Artificial intelligence (AI) and value-based care (VBC) are both regarded as transformative forces within healthcare. They have the potential to supercharge precision medicine, curb skyrocketing healthcare costs, and deliver the experience and outcomes from healthcare that patients truly want. But beyond their shared promise, they also share the common issue of struggling to gain real traction in healthcare systems.
AI’s rollout in healthcare is still scattershot, with no unified strategy for targeting high-need areas or consistently assessing its impact. VBC, meanwhile, faces hurdles in the data processing that’s essential for reshaping how care is paid for, organized, and delivered. The result is that health systems, payors, and patients are stuck waiting for AI and VBC to live up to their promise. We see a way forward in leveraging the strengths of each to overcome the challenges of the other.

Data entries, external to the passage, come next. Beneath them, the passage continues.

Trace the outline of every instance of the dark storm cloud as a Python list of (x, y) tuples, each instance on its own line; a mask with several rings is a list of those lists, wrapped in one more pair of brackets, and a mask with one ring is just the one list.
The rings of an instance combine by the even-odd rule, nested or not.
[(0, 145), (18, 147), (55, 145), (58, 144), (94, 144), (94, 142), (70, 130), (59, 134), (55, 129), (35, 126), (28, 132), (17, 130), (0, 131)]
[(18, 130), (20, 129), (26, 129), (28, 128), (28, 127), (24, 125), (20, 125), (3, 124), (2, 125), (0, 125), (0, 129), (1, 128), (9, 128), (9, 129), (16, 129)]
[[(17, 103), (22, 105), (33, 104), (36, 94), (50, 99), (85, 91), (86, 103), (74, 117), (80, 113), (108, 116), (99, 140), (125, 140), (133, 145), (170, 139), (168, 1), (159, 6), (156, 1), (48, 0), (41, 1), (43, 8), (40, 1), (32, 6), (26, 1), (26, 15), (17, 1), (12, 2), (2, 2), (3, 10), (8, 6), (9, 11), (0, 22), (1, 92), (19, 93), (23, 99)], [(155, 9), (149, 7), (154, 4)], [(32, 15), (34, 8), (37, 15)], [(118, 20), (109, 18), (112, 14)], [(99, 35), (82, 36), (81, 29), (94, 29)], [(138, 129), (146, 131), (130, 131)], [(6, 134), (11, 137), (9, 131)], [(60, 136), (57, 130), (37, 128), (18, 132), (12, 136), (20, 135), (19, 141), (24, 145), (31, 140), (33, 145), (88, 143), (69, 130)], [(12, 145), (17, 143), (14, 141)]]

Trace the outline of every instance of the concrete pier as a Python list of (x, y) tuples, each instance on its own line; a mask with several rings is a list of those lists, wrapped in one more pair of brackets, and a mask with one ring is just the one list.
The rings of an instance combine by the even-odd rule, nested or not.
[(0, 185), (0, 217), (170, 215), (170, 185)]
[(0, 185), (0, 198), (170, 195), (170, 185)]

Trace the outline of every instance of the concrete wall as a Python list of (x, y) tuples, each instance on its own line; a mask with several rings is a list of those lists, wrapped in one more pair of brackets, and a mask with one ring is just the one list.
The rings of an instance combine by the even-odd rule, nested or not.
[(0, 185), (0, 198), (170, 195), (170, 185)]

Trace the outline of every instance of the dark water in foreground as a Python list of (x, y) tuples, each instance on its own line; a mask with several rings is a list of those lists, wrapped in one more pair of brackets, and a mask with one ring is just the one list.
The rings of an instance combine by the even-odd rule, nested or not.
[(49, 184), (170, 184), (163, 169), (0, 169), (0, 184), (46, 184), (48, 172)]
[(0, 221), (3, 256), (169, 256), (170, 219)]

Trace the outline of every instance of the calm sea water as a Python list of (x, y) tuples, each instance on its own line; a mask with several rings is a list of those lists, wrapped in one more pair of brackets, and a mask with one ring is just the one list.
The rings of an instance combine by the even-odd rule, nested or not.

AI creates truly integrated care systems
A key strategic pillar of VBC is the formation of integrated health systems. These are designed to enhance value, particularly in the management of complex patient conditions, through frictionless combination of multi-specialty input, easy coordination of community services, and deployment of resources across large geographic areas. However, the variety and complexity of relevant patient data and siloing of data means that most health systems remain fragmented, with frequently negative implications for care quality. We propose that AI can be a de-facto integrator across data sources and systems.
GenAI models leveraging natural language processing (NLP) capabilities have the computational power to extract, synthesize, and interpret vast amounts of disparate and multi-modal data, including clinical notes, genotypic, and social determinants data. AI can also lighten the administrative burden associated with pulling together this data from different parts of health systems that do not normally interact with each other. Together this will create a far more holistic view of a patient’s care journey through an integrated system and identify critical junctures for intervening to improve outcomes. In this way, AI acts as a co-pilot to augment clinician decision-making and create high-value integrated systems.